GZIP Java vs .NET

https://stackoverflow.com/questions/2737471

02-10-2019
|

Question

Using the following Java code to compress/decompress bytes[] to/from GZIP. First text bytes to gzip bytes:

public static byte[] fromByteToGByte(byte[] bytes) {
    ByteArrayOutputStream baos = null;
    try {
        ByteArrayInputStream bais = new ByteArrayInputStream(bytes);
        baos = new ByteArrayOutputStream();
        GZIPOutputStream gzos = new GZIPOutputStream(baos);
        byte[] buffer = new byte[1024];
        int len;
        while((len = bais.read(buffer)) >= 0) {
            gzos.write(buffer, 0, len);
        }
        gzos.close();
        baos.close();
    } catch (IOException e) {
        e.printStackTrace();
    }
    return(baos.toByteArray());
}

Then the method that goes the other way compressed bytes to uncompressed bytes:

public static byte[] fromGByteToByte(byte[] gbytes) {
    ByteArrayOutputStream baos = null;
    ByteArrayInputStream bais = new ByteArrayInputStream(gbytes);
    try {
        baos = new ByteArrayOutputStream();
        GZIPInputStream gzis = new GZIPInputStream(bais);
        byte[] bytes = new byte[1024];
        int len;
        while((len = gzis.read(bytes)) > 0) {
            baos.write(bytes, 0, len);
        }
    } catch (IOException e) {
        e.printStackTrace();
    }
    return(baos.toByteArray());
}

Think there is any effect since I'm not writing out to a gzip file?
Also I noticed that in the standard C# function that BitConverter reads the first four bytes and then the MemoryStream Write function is called with a start point of 4 and a length of input buffer length - 4. So is that effect the validity of the header?

Jim

Solution

I tryed it out, and I cant reproduce your 'Invalid GZip Header' issue.
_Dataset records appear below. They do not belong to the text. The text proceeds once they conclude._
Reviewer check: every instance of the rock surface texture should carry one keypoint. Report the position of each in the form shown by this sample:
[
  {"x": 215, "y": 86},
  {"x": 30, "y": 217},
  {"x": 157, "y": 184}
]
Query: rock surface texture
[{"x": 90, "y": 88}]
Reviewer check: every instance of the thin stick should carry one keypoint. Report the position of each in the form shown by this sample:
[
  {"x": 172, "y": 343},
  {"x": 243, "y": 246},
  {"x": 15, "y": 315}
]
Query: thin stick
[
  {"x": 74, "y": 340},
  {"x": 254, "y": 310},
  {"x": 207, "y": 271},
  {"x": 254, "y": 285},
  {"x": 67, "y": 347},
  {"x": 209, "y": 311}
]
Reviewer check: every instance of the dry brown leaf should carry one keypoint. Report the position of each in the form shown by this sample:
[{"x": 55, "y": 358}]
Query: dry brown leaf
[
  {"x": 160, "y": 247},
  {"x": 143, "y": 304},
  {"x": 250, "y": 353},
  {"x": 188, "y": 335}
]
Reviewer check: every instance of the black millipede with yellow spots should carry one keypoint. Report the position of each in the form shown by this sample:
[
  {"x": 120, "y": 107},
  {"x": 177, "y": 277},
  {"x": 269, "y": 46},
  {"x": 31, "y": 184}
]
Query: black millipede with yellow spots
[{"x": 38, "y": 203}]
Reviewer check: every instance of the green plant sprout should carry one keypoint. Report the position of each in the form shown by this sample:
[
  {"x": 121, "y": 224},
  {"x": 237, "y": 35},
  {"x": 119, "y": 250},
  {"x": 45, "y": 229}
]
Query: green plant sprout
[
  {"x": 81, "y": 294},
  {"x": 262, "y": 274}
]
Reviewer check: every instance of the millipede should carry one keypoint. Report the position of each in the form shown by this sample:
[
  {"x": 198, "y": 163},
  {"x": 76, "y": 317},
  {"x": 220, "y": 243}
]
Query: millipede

Here is what I did:

Java side

I took your Java compression method together with this java snippet:

public static String ToHexString(byte[] bytes){
    StringBuilder hexString = new StringBuilder();
        for (int i = 0; i < bytes.length; i++)
            hexString.append((i == 0 ? "" : "-") + 
                Integer.toString((bytes[i] & 0xff) + 0x100, 16).substring(1));
    return hexString.toString();
}

So that this minimalistic java application, taking the bytes of a test string, compressing it, and converting it to a hex string of the compressed data...:

public static void main(String[] args){
    System.out.println(ToHexString(fromByteToGByte("asdf".getBytes())));
}

... outputs the following (I added annotations):

1f-8b-08-00-00-00-00-00-00-00-4b-2c-4e-49-03-00-bd-f3-29-51-04-00-00-00
^------- GZip Header -------^ ^----------- Compressed data -----------^

C# side

I wrote two methods for compressing and uncompressing a byte array to another byte array (compression method is just for completeness, and my testings):

public static byte[] Compress(byte[] uncompressed)
{
    using (MemoryStream ms = new MemoryStream())
    using (GZipStream gzs = new GZipStream(ms, CompressionMode.Compress))
    {
        gzs.Write(uncompressed, 0, uncompressed.Length);
        gzs.Close();
        return ms.ToArray();
    }
}

public static byte[] Decompress(byte[] compressed)
{
    byte[] buffer = new byte[4096];
    using (MemoryStream ms = new MemoryStream(compressed))
    using (GZipStream gzs = new GZipStream(ms, CompressionMode.Decompress))
    using (MemoryStream uncompressed = new MemoryStream())
    {
        for (int r = -1; r != 0; r = gzs.Read(buffer, 0, buffer.Length))
            if (r > 0) uncompressed.Write(buffer, 0, r);
        return uncompressed.ToArray();
    }
}

Together with a small function that takes a hex string and turns it back to a byte array... (also just for testing purposes):

public static byte[] ToByteArray(string hexString)
{
    hexString = hexString.Replace("-", "");
    int NumberChars = hexString.Length;
    byte[] bytes = new byte[NumberChars / 2];
    for (int i = 0; i < NumberChars; i += 2)
        bytes[i / 2] = Convert.ToByte(hexString.Substring(i, 2), 16);
    return bytes;
}

... I did the following:

// Just hardcoded the output of the java program, convert it back to byte[]
byte[] fromjava = ToByteArray("1f-8b-08-00-00-00-00-00-00-00-" + 
                  "4b-2c-4e-49-03-00-bd-f3-29-51-04-00-00-00");

// Decompress it with my function above
byte[] uncompr = Decompress(fromjava);

// Get the string out of the byte[] and print it
Console.WriteLine(System.Text.ASCIIEncoding.ASCII
                    .GetString(uncompr, 0, uncompr.Length));

Et voila, the output is:

asdf

Works perfect for me. Maybe you should check your decompression method in your c# application.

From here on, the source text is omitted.